I'm ready for my klose-up
Here's a pic of the KL-I915A next to Shuttle's SB81P XPC. The Kloss is slightly larger than the Shuttle, as you can see. For the record, the dimensions are 223mm wide by 303mm long by 221mm high. For the Americans, that's 8.8" by 11.9" by 8.7".
A view from the back, and it's here that differences between the two systems start to become apparent. While the Shuttle's motherboard sits on the bottom of the box, the Kloss motherboard is elevated, with plenty of space underneath. The reasons for this arrangement will become clear when we look inside the system.
Up until now, it's probably been difficult to tell where the drive bay doors are on the Kloss, which is a statement about the machine's design. For this picture, I've opened up the bottom door (which hides a 3.5" bay, two USB 2.0 ports and a mini-Firewire port) and propped open the top door (which covers the 5.25" bay). The bottom door has a catch which holds it flush with the rest of the face when it's closed; the top door is spring-loaded and is pushed out of the way by the optical drive's tray. Headphone and microphone jacks round out the available ports up front.
You'll notice that, unlike most other systems that hide the optical drives behind a door, there is no "pass-through" button that operates the drive's eject button. To open the optical drive on the KL-I915A, you press the Eject button located above the optical drive. This sends a signal to the drive through the IDE bus, causing the tray to extend. This signal operates at a hardware level, so it's not necessary to have special drivers or even an operating system running for this to work. Other than this behavior, however, none of the "CD player" controls (play/pause, stop, etc.) do anything outside of Windows. The KL-I915A can't play CDs or DVDs outside of Windows or with the PC powered off. Additionally, I should mention that you can't use the front panel controls to retract the drive tray once it's open, so you have to push it closed manually (and hope that your drive reacts to such a push by closing the tray, as not all of them do).
A closer shot of the rear.
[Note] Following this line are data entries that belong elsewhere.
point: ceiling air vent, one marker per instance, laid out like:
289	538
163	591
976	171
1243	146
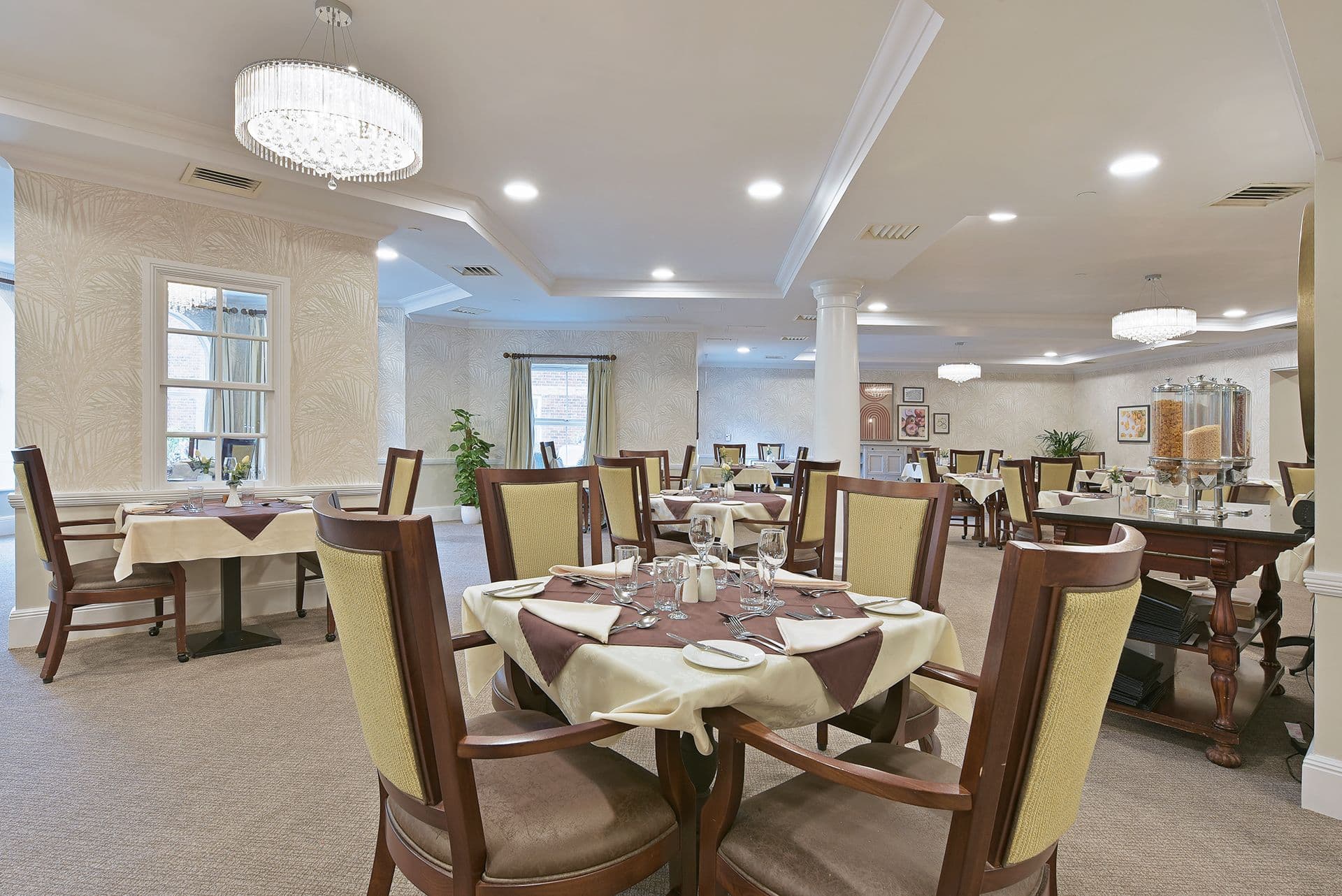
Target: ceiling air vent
1259	195
220	182
889	232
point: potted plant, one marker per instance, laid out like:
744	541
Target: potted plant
472	454
1059	443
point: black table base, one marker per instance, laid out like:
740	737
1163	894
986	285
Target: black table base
230	636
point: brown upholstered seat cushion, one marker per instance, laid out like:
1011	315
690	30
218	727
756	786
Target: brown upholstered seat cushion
808	836
97	576
554	814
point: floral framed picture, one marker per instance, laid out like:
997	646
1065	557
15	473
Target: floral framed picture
911	423
1134	423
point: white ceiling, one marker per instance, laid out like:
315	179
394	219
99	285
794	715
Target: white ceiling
643	122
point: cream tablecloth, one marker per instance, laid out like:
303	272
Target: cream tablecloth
658	688
723	515
160	540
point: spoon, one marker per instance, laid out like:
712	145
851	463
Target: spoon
643	623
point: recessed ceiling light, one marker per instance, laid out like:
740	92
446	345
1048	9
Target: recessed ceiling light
765	189
1133	166
521	191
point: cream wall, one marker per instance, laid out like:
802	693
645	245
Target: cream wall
1098	396
776	404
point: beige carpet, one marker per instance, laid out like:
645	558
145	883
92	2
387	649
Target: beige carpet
246	773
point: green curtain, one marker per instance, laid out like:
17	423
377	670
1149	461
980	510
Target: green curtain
519	447
599	410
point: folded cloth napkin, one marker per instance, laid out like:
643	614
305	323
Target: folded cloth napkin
593	620
600	570
807	636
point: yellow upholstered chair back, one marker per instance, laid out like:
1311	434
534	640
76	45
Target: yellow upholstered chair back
885	538
1088	642
359	591
542	525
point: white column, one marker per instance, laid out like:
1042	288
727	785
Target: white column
835	436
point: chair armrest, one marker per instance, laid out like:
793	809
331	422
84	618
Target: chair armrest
948	675
914	792
468	642
506	746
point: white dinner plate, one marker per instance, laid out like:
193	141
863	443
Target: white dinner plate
710	660
902	608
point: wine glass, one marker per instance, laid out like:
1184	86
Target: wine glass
701	535
773	551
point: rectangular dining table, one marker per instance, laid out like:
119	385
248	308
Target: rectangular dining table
227	534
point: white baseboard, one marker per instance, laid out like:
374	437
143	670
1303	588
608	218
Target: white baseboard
1321	785
262	600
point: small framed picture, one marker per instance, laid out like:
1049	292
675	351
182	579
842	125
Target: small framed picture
1134	423
913	423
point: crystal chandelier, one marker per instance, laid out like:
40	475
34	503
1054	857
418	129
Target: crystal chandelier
1156	324
960	370
325	117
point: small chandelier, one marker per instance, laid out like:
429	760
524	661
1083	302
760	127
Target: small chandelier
1156	324
325	117
960	370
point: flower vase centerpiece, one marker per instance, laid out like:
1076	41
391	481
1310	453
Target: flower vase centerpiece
236	475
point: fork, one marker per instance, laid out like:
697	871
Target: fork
739	633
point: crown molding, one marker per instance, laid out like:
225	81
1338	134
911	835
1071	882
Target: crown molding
910	33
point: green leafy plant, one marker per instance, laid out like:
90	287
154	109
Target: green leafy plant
472	454
1059	443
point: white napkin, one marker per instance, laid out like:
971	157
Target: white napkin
593	620
805	636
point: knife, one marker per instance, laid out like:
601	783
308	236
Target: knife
709	648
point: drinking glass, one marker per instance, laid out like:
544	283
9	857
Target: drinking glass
773	551
701	534
627	569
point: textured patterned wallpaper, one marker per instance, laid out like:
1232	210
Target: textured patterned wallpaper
1098	395
78	326
450	366
768	404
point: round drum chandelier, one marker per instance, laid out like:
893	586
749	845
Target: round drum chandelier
325	117
1155	324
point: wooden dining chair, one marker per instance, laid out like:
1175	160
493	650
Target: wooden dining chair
659	467
74	585
1016	510
1055	474
990	825
894	537
728	454
805	521
962	507
505	801
1297	478
401	482
628	513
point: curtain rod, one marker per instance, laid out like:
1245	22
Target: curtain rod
592	357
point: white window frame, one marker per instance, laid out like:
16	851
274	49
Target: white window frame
156	274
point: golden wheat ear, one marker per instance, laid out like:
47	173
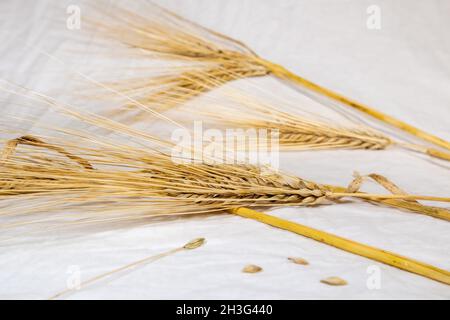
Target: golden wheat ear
156	187
112	182
162	34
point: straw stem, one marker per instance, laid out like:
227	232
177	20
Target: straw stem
363	250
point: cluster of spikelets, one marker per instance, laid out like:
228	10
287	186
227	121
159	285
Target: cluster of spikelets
207	60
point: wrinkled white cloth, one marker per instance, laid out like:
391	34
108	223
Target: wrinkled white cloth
402	69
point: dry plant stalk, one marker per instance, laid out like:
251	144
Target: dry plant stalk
241	110
164	35
124	183
193	244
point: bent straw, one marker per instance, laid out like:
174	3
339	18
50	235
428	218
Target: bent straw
363	250
434	212
283	73
193	244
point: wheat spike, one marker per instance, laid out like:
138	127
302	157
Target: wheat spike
116	182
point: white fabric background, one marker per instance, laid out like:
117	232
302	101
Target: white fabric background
402	69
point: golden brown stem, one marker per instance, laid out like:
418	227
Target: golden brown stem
434	212
283	73
373	253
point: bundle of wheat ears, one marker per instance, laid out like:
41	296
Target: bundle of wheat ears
116	182
209	60
110	180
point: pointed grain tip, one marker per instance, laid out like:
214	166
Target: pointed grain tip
194	244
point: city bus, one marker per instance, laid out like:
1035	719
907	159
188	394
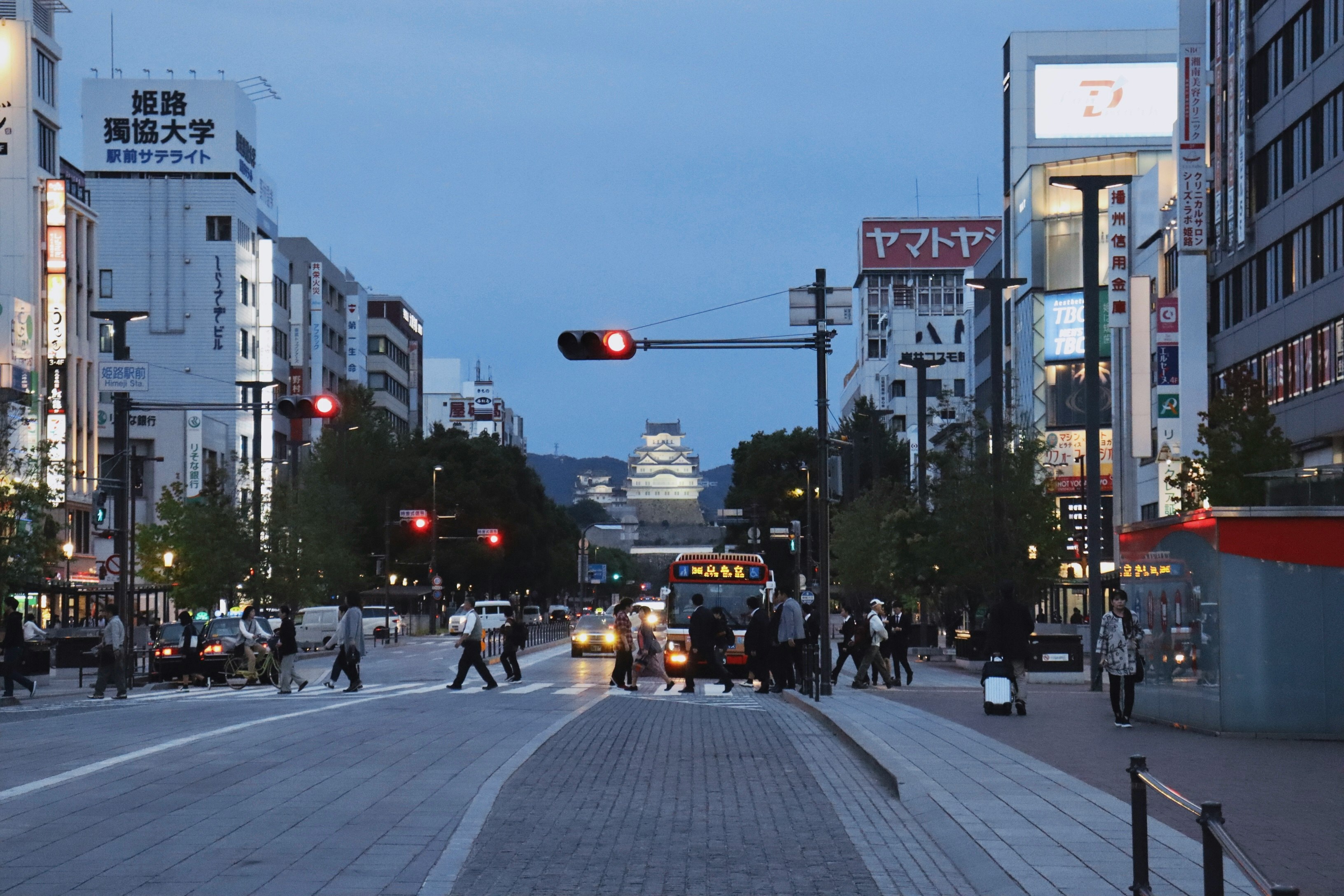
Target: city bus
726	581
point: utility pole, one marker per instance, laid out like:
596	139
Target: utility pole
996	386
120	476
823	346
1090	186
921	366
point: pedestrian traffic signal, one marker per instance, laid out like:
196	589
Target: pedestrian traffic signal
597	346
308	406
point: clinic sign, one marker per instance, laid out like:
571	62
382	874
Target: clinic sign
168	127
902	244
1105	100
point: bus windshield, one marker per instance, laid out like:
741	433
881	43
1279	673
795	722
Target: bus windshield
733	598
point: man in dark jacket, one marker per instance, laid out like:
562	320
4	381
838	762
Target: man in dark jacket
1008	635
758	644
703	633
288	652
14	651
847	629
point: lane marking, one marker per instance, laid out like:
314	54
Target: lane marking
444	874
530	688
82	772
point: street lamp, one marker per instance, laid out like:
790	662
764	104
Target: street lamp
1090	186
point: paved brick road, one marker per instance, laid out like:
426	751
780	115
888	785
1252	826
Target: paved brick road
1283	800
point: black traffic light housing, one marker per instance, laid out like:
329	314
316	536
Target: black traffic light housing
322	406
597	346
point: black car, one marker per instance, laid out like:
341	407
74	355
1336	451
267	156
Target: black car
219	640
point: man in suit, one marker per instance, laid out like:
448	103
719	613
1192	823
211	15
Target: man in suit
758	644
703	632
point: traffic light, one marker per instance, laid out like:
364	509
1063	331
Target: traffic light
597	346
308	406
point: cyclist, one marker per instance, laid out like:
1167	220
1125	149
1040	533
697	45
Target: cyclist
253	637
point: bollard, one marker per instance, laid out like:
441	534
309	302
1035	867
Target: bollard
1211	813
1139	824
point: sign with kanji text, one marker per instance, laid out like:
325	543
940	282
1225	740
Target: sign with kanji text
123	377
168	127
900	244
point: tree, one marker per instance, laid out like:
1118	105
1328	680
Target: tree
1240	437
212	541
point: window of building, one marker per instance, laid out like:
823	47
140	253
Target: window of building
46	77
219	227
47	147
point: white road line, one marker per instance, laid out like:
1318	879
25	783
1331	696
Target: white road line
531	687
444	875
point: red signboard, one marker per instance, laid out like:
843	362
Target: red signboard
898	244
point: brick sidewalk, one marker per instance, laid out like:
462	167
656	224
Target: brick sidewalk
1283	800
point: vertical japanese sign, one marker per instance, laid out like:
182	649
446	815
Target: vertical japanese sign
195	472
1192	224
1118	246
315	327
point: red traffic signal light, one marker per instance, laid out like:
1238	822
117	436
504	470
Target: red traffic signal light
308	406
597	346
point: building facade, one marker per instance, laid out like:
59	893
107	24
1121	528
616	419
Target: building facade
1277	237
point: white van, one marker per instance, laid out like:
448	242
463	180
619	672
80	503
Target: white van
315	626
374	618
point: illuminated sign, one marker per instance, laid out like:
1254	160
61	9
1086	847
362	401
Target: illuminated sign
1105	100
716	572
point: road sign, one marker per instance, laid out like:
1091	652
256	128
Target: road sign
123	377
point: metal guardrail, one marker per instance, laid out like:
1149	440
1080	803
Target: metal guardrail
537	635
1217	841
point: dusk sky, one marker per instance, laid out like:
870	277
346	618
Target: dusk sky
520	168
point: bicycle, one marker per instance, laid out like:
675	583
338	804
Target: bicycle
238	677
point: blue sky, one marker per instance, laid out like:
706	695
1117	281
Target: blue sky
520	168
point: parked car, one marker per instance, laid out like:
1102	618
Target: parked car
490	612
377	617
221	640
315	626
593	635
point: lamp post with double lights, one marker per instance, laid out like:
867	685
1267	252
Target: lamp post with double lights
1089	186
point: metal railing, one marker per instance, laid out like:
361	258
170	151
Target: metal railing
1217	841
537	635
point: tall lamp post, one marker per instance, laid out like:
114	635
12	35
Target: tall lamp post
1090	186
921	366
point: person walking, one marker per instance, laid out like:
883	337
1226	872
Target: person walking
788	641
1010	636
898	628
190	646
650	660
350	633
112	652
758	644
515	639
703	635
623	674
14	651
471	644
847	648
288	652
873	656
1119	646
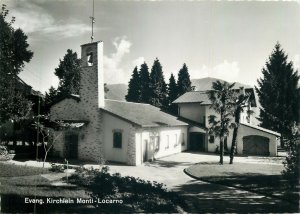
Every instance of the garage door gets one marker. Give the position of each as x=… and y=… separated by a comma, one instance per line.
x=256, y=145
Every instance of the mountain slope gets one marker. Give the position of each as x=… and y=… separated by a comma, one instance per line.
x=116, y=92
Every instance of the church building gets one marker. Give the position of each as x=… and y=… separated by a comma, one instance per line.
x=111, y=130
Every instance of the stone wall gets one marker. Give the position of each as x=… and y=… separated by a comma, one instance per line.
x=90, y=139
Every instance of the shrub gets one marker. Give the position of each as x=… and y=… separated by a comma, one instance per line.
x=292, y=163
x=57, y=167
x=3, y=150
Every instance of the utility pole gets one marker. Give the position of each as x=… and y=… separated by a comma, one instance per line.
x=93, y=21
x=38, y=129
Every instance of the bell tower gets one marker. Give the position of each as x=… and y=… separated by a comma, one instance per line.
x=91, y=76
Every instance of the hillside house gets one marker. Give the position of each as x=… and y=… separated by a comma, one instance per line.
x=194, y=108
x=112, y=130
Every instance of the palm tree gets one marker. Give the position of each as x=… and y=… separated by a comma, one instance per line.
x=239, y=102
x=221, y=97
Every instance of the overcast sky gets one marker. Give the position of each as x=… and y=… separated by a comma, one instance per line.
x=223, y=39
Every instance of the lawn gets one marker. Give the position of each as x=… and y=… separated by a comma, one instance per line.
x=18, y=182
x=262, y=178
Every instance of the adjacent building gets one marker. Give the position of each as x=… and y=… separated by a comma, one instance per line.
x=119, y=131
x=132, y=133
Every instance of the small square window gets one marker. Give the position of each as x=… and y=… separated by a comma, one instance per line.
x=167, y=142
x=90, y=59
x=117, y=139
x=211, y=139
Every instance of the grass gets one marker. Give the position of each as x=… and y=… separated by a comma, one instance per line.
x=27, y=181
x=9, y=170
x=265, y=179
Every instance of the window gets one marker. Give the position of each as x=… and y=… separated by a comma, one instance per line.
x=176, y=141
x=167, y=142
x=117, y=139
x=155, y=141
x=225, y=144
x=211, y=139
x=182, y=139
x=90, y=59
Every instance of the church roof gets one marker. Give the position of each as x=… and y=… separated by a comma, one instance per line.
x=205, y=84
x=194, y=97
x=143, y=115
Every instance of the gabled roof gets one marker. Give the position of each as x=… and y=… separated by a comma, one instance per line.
x=261, y=129
x=143, y=115
x=194, y=97
x=69, y=96
x=202, y=86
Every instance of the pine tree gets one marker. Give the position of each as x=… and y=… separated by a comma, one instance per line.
x=184, y=83
x=158, y=87
x=172, y=95
x=68, y=72
x=134, y=87
x=13, y=55
x=145, y=83
x=277, y=92
x=50, y=97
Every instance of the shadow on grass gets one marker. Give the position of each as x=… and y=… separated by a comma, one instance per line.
x=205, y=197
x=11, y=203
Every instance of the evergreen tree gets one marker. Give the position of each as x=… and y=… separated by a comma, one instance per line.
x=172, y=95
x=145, y=83
x=158, y=87
x=184, y=83
x=277, y=92
x=13, y=55
x=50, y=97
x=134, y=87
x=68, y=72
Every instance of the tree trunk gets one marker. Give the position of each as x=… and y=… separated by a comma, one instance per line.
x=221, y=150
x=233, y=145
x=237, y=116
x=45, y=159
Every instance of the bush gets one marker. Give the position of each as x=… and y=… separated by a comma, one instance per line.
x=137, y=195
x=57, y=167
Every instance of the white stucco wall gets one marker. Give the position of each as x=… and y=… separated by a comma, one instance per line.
x=192, y=111
x=113, y=123
x=246, y=131
x=243, y=132
x=176, y=136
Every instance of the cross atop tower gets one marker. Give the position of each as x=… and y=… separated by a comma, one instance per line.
x=93, y=21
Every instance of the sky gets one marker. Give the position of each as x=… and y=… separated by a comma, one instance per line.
x=230, y=40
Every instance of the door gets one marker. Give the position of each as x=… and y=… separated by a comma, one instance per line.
x=197, y=141
x=145, y=150
x=256, y=145
x=71, y=141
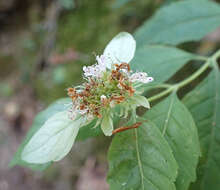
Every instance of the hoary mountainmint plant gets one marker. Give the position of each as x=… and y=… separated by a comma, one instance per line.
x=172, y=145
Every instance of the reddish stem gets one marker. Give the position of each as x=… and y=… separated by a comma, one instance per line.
x=120, y=129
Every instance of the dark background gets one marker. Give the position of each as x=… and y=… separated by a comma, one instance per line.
x=43, y=47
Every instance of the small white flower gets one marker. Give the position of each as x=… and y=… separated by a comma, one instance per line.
x=140, y=77
x=120, y=49
x=94, y=70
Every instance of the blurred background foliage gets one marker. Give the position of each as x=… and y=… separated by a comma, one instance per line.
x=43, y=46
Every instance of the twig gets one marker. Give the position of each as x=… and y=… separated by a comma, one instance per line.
x=120, y=129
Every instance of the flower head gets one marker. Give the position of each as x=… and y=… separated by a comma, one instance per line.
x=109, y=82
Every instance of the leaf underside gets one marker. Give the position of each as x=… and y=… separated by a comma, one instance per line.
x=141, y=159
x=188, y=20
x=177, y=126
x=204, y=104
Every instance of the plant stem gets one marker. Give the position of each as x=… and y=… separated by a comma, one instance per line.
x=188, y=80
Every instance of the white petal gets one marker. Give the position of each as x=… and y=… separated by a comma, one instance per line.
x=107, y=125
x=53, y=140
x=120, y=49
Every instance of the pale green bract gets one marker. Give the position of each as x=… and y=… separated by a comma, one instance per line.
x=53, y=140
x=120, y=49
x=138, y=100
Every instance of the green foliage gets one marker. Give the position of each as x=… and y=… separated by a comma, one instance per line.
x=141, y=159
x=177, y=126
x=183, y=21
x=204, y=104
x=160, y=62
x=58, y=106
x=163, y=153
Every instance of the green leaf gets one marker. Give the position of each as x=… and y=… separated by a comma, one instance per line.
x=141, y=159
x=39, y=120
x=53, y=140
x=58, y=106
x=119, y=3
x=204, y=104
x=177, y=126
x=160, y=62
x=183, y=21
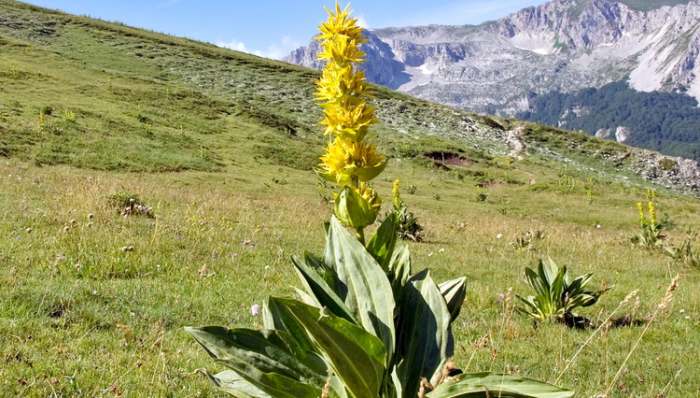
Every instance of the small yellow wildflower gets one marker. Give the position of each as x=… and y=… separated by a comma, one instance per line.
x=396, y=193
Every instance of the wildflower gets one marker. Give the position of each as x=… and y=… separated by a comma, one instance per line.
x=349, y=161
x=345, y=162
x=255, y=310
x=396, y=194
x=340, y=23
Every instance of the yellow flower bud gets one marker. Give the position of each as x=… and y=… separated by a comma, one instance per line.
x=357, y=208
x=345, y=162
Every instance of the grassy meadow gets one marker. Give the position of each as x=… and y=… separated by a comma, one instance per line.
x=221, y=146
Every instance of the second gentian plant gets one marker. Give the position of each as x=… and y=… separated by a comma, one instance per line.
x=363, y=324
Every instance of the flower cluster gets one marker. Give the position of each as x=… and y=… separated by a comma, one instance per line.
x=349, y=160
x=649, y=219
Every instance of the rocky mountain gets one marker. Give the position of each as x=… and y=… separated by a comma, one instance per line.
x=563, y=46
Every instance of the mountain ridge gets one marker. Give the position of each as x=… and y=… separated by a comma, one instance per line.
x=563, y=46
x=235, y=89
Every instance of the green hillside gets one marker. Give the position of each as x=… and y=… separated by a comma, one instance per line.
x=665, y=122
x=221, y=145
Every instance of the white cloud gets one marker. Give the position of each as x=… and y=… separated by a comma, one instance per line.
x=277, y=50
x=362, y=22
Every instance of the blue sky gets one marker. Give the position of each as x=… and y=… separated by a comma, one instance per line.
x=274, y=27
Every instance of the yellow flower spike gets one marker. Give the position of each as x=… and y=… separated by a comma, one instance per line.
x=347, y=161
x=347, y=121
x=357, y=207
x=341, y=50
x=347, y=117
x=340, y=85
x=396, y=193
x=340, y=23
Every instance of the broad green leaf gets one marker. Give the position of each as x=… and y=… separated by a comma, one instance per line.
x=263, y=359
x=488, y=385
x=367, y=291
x=357, y=357
x=423, y=327
x=235, y=385
x=316, y=286
x=454, y=292
x=294, y=335
x=382, y=244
The power supply resides in the lower left corner, with the expansion slots directly above it and the drive bays to the right. Although there is a fan opening next to the power supply, it is unused. The lone exhaust fan resides at the top of the case above the I/O ports.
Here's a close-up of the hole on the top of the case. Although the term "blowhole" has been around in case modding lingo for years, the ducted CPU fan on the KL-I915A actually draws fresh air down into the case through this hole, making it less a blowhole than a, umm, suckhole. A sticker warns you to keep "other objects" away from the hole. This raises the question: other than what? Other than the warning sticker? Other than the hole? The mind boggles. Just don't set a book on top of the hole.